The failure was very similar to what was described by Giulietta in the original post, except both studs had failed immediately below the nut that supports the engine (not between the nut and the engine tab). I've tried unsuccessfully to upload some photos (800x600, <50kB). Our engine was also delivered in 2006 and has 900 hours on it.
I showed the photos to a mechanical engineer who had the same comments that "Bob" had earlier in this thread. He too was surprised that the stud itself was used to support the vibrating load instead of some kind of spacer. He explained that threaded rods are subject to failure fatigue if they are subjected to flexing as these ones would be. The threads weaken the rod because the strain isn't evenly distributed across the rod but is greater on the "inside" surface of the thread and less on the "outside" surface. (similar to the effect of a small nick in a wire that will cause it to fail by focussing the strain in one spot).
This explanation made very good sense to me and it was very interesting to read the corroborating explanation and same suggested solution from Bob. The diagram in the original post doesn't quite make as much sense to me because the rod wouldn't flex so much at the interface of the nut and the engine tab (could it be that the drawing is not quite right?)
If the engine was bolted directly to the mount or if a spacer was placed between the engine and mount then the threaded stud would only function as a fastener and not a standoff and would not be subject to this failure mode.
I'll be sending some photos to Yanmar. One would hope that they have seen enough of this failure to realize there is a flaw to be addressed - perhaps with a field upgrade to add a standoff between the mount and the engine tab. I improvised one with my replacement mounts because otherwise I have no reason to trust that this won't happen again. I found some oversized stainless nuts which I placed between the top of the mount and the lowest nut (the nut that holds the stud on the mount), with a washer in-between. This provides the same spacing as the original installation but essentially creates a "stack" between the engine and the mount, with the stud used only to hold it together. (again, I have a photo but can't upload it).
I was very happy to see Bob making the same suggestion so hopefully I've made an improvement. I think he is bang on with his comment about using threaded fasteners for structural members.

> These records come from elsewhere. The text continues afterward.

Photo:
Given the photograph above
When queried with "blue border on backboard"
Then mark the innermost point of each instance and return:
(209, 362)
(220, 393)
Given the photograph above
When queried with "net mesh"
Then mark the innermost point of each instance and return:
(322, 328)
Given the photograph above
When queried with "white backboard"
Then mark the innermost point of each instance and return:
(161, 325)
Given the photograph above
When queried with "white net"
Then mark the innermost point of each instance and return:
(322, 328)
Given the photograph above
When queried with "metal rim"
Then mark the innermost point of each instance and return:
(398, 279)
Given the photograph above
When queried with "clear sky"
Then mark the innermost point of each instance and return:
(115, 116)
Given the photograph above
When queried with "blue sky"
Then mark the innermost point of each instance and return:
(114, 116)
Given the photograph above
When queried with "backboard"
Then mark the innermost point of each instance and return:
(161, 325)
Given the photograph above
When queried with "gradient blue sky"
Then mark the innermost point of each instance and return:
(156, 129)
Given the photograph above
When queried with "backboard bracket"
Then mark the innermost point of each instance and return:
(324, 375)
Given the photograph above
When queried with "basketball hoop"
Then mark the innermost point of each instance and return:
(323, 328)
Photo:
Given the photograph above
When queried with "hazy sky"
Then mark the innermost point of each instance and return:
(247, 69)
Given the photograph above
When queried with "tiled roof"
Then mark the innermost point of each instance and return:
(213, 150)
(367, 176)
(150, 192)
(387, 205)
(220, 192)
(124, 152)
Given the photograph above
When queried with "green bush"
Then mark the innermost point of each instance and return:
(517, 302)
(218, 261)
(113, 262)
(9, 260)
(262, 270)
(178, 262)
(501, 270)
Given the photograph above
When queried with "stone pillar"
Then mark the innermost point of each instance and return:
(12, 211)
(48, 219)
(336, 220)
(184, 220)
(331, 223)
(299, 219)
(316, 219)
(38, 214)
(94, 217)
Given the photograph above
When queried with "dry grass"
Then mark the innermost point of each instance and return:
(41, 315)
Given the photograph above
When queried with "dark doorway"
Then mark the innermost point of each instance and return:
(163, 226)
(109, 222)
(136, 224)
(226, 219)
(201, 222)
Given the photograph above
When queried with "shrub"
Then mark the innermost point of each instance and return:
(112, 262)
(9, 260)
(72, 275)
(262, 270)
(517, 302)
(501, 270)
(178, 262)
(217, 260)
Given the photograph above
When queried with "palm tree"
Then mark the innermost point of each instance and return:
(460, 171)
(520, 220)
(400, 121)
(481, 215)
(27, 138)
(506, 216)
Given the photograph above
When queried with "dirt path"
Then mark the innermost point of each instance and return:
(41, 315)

Thanks very much to SailNet, and to Giulietta, Bob and Quiksilver and others for sharing their information and insights.
|09-18-2007 07:25 PM|
Originally Posted by theartfuldodger View Post
anyway...all is fine now...
|09-18-2007 07:19 PM|
such a break is a defective bolt, for the real break if not installed right would have been at the mount, this happens alot in the automotive industry, and after test performed by labs, the bolt was not harden right. If you wish to know my experience 35 years in the automotive industry, heavy equioment and marine as well. I myself installed new engine in my 33 O/I Morgan two years ago, and works very good, thanks to Yanmars retrofit kit.
S/V The Artful Dodger
|09-18-2007 07:06 PM|
ahhhh that was funny...but what would I do with a Catalina???
Be just one more guy with a Catalina???
I like being different...and believe me, many more things will break starting in November..that's a guarantee
By the way...can a Catalina do it???
|09-18-2007 06:58 PM|
|jackytdunaway||Broken boom, broken engine mount stud, who knows what else. Trade it in for a Catalina. CD can help you find one.|
|09-18-2007 06:13 PM|
They took it to send it to the manufacturer in Japan, to complete the complaint/guarantee thing.
I didn't want it any way.
Everything seems normal now, and I'm happy
|09-18-2007 05:24 PM|
I would buy a spare mount, or two, and watch the others.
Interesting that they took the old one away with them.
|09-18-2007 04:33 PM|
|camaraderie||I don't think the sail drive was meant for going 15 knots...the force of the water torqued the whole engine and broke your mount! (g)|
|09-18-2007 03:16 PM|
My engine mount (only one broke) broke in November 2006, after 150 hours in service. And we had sailed in pretty high seas and winds with the engine on for 20 minutes, which I believe its when it broke..luckily never had problems with the saildrive leak...
Anyway, the new mount was installed right then, and since then my engine only worked 50 more hours, most of them sailng the boat to where it is now in July.
So far so good, and I do check them periodically...
Thanks for sharing and explaining your case..I will transmit it to my Yanmar friends.